ENCINITAS — Cardiff 101 Main Street Association recently changed the name of a popular walking parkway in Cardiff to honor a large donation by the George and Betty Harbaugh Charitable Foundation for future beautification and design efforts.

The parkway, which has for years been known as Carpentier Parkway, has been renamed the Harbaugh Seaside Parkway. The Harbaugh family foundation pledged $110,000 over four years to the newly formed Cardiff-by-the-Sea Foundation, which will oversee the beautification efforts along the parkway.

“The grant from the Harbaugh Foundation will now speed up those improvements,” said Ryan Childs, Cardiff Foundation president. “We look forward to collaborating with the community on park cultivation and memorializing the history and people who have had a hand in what the park is today.”

Cardiff 101, which has maintained the parkway — which owned by North County Transit District — since the 1960s, approved the naming request, which came from the newly formed foundation.

“The park has had a couple of different names over the years, but in agreement with the donation made by the Harbaugh foundation, we named the park in the family’s honor,” said Annika Walden, CEO of Cardiff 101 Main Street Association.

The Harbaugh family foundation has been known in the Cardiff and Solana Beach communities for their philanthropy, including a $1.15 million donation to toward the preservation of Gateway Park in Solana Beach, which was then named George and Betty Harbaugh Seaside Trails.

“We thought that it would be a perfect match for them to be involved with the (Carpentier) project,” Walden said.

The $110,000 donation will go toward maintaining and modernizing the pathway, which has been popular with the locals over the years. Previously, Cardiff 101 partnered with the organizers of the Cardiff Kook Run to raise money for maintenance of the parkway, but the two groups severed ties in an acrimonious separation that wound up in a lawsuit.

That lawsuit, in which Cardiff 101 sued the Kook race organizers for using the statue’s likeness without a licensing agreement from the business organization, was recently settled.
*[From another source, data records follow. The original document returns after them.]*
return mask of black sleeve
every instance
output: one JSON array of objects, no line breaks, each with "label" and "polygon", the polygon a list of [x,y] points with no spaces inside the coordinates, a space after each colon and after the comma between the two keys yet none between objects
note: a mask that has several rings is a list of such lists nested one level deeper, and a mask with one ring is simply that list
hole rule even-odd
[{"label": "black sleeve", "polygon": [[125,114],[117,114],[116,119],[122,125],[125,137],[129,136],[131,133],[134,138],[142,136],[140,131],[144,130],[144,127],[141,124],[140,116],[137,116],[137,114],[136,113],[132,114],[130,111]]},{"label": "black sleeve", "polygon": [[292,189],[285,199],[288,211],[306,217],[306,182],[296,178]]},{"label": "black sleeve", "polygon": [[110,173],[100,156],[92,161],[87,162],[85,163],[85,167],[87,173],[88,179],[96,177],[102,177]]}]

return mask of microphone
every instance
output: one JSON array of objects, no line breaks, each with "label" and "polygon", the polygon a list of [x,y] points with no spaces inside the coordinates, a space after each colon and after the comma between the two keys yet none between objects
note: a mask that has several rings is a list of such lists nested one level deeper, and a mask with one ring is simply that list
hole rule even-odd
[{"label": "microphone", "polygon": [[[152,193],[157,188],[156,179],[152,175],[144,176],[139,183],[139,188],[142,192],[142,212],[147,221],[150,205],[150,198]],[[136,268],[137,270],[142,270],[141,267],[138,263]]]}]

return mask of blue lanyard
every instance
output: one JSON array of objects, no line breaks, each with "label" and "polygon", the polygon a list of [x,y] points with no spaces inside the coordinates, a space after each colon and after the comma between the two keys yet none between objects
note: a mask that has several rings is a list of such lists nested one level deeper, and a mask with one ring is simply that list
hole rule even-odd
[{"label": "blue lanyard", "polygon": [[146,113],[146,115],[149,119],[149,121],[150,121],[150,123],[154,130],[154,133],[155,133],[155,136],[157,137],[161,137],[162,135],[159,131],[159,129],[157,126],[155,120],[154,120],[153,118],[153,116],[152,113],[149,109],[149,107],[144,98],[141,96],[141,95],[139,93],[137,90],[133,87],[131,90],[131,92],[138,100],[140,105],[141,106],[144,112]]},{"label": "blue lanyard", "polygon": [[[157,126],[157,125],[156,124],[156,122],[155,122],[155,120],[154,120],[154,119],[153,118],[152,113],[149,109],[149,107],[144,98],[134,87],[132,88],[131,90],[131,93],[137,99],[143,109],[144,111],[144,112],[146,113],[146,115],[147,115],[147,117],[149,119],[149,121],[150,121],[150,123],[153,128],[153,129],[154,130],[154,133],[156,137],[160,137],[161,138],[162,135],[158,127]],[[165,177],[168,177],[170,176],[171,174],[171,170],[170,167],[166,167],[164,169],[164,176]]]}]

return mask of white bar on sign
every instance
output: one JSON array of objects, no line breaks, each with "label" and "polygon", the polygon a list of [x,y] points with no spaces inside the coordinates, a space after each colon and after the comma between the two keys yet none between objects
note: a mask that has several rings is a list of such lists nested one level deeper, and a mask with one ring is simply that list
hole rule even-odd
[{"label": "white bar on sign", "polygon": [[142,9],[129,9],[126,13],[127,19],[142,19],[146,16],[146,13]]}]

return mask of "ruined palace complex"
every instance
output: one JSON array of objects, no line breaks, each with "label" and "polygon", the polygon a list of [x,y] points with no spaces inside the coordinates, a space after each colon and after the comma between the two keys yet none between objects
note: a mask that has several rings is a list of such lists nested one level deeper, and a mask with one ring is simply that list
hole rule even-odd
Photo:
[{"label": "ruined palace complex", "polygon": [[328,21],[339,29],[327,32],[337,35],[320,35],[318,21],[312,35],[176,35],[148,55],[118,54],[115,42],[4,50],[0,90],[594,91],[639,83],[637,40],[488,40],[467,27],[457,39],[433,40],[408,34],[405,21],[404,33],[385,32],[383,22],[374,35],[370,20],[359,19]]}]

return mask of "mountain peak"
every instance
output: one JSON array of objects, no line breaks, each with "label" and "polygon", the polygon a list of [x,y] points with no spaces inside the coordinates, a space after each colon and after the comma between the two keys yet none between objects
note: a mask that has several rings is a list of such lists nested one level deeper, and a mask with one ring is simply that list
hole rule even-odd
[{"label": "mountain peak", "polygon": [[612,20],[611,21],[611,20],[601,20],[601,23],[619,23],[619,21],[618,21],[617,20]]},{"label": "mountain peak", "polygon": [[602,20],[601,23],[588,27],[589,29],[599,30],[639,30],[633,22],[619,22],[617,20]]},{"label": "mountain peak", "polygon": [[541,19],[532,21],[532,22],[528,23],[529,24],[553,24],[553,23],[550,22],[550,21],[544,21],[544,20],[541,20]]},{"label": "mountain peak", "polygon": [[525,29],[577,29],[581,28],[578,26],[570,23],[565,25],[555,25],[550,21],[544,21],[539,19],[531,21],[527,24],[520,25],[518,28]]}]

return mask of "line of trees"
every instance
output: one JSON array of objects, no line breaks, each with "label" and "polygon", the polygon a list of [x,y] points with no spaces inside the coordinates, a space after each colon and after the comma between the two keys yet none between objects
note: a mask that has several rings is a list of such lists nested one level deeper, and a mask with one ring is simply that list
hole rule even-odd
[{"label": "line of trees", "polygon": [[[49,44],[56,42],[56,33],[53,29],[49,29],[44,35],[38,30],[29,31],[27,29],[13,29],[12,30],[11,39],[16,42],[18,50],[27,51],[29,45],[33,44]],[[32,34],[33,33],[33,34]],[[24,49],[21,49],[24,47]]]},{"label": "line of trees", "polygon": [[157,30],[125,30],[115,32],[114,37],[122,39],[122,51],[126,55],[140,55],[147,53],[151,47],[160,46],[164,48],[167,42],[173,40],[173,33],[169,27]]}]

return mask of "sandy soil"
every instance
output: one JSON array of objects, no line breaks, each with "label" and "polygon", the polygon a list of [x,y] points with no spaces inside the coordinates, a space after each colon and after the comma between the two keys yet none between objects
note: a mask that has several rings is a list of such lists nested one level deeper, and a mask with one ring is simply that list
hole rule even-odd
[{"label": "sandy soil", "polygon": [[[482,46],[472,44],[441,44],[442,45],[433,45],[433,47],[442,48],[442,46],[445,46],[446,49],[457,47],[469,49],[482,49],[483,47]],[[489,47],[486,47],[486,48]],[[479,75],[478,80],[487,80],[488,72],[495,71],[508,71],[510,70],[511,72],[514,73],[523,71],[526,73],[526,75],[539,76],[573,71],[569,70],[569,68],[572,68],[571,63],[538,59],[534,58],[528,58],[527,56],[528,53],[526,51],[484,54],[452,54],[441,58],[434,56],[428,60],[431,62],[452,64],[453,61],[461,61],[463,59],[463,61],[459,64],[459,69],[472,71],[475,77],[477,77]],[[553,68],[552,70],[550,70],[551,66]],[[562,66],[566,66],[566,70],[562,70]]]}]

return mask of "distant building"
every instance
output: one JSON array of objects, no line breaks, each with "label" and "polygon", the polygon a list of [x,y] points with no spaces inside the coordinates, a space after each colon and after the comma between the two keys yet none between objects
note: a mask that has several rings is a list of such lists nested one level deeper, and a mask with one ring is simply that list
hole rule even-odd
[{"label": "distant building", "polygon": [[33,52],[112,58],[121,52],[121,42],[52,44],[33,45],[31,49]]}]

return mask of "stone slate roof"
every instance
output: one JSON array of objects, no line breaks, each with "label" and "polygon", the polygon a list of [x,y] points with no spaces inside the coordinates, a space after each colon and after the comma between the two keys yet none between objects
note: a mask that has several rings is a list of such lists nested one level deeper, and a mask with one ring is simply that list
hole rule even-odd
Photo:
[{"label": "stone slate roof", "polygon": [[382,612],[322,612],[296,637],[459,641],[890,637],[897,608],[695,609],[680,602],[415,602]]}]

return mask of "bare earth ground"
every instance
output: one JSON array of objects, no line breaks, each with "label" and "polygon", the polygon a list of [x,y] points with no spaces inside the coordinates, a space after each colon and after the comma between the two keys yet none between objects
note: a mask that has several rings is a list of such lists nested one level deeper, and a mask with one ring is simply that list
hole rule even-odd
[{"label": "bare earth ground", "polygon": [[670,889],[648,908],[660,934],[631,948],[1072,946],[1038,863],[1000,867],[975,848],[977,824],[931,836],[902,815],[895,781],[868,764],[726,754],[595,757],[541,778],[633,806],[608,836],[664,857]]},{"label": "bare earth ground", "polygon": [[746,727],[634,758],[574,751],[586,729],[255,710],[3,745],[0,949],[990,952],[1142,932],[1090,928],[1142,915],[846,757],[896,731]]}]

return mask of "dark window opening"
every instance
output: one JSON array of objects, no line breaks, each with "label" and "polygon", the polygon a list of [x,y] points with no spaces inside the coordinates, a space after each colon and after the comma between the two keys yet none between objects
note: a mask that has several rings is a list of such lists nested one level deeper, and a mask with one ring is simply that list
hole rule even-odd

Walden said that the renovated parkway will pay homage to Orville Carpentier, the late Chamber of Commerce president for whom the parkway was renamed in 1997. It will also recognize the contribution of other residents who have helped maintain it over the years, including Linda Lee, a local horticulturist.

The Cardiff-by-the-Sea Foundation was formed last July to provide a funding source for community aesthetic, cultural and environmental               improvements.